Might just explain why his firewalls don't work.

airsmith282
08-21-2009, 11:42 PM
Just curious, but is English your 2nd or 3rd language?


neither auctually its my first, but my point is no fire wall anti virus or anti spy ware program is safe or going to keep you safe, the only way not to have problems is not to be on the internet at all.

kinda like safe sex the only safe sex is not to have it at all..

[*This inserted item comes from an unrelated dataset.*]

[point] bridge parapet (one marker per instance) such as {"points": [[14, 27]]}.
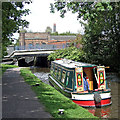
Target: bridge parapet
{"points": [[42, 47]]}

a fool and his money are very soon parted

dp
08-21-2009, 11:56 PM
neither auctually its my first, but my point is no fire wall anti virus or anti spy ware program is safe or going to keep you safe, the only way not to have problems is not to be on the internet at all.

kinda like safe sex the only safe sex is not to have it at all..

a fool and his money are very soon parted

I've got to assume that you are very bad and firewall implementation if this is your experience. It certainly does not compare to my own, and I've been doing IT work since the 1970's.

dp
08-22-2009, 12:15 AM
Why would you need to restore a dedicated Linux firewall?

To add some numbers, VMWare is saying they get, at best, 65% of the throughput of non virtualized hardware. So if Mom & Pop have a 1 MBit/sec Comcast cable connection, by virtualizing the Linix Firewall Distro, they can only get 650 KBits/sec through the firewall.

Like Richard recommended, it doesn't get much simpler than Ubuntu Linux, and fwbuilder, and it'll run a lot faster...

What does this tell us?

Mac perf at speedtest.net

http://thevirtualbarandgrill.com/machinery/mac_speedtest.png

Windows XP Virtual Machine Speed Test
http://thevirtualbarandgrill.com/machinery/XP_VM_speedtest.png

planeman
08-22-2009, 11:53 AM
I would like to suggest a FREE firewall and virus protection source that a friend who works for a software company put me on to. He uses it and likes it and I do too. It is Avast virus protection available at http://www.avast.com. It automatically upgrades with the latest virus protection every day. They give an individual a basic version with the hope you will pay to upgrade to the Professional version if you own or run a company. Not a bad sales strategy.

Planeman

jkilroy
08-22-2009, 12:39 PM
You have got to start with a NAT'ing (Network Address Translation) router, thats the first and best step.

rantbot
08-30-2009, 10:47 PM
Another firewall that I have heard good things about is from Comodo. I haven't tried it and it looks like it now comes bundled with an anti-virus program. Here is the link to take a look:

http://personalfirewall.comodo.com/
Just what I was looking for - thanks.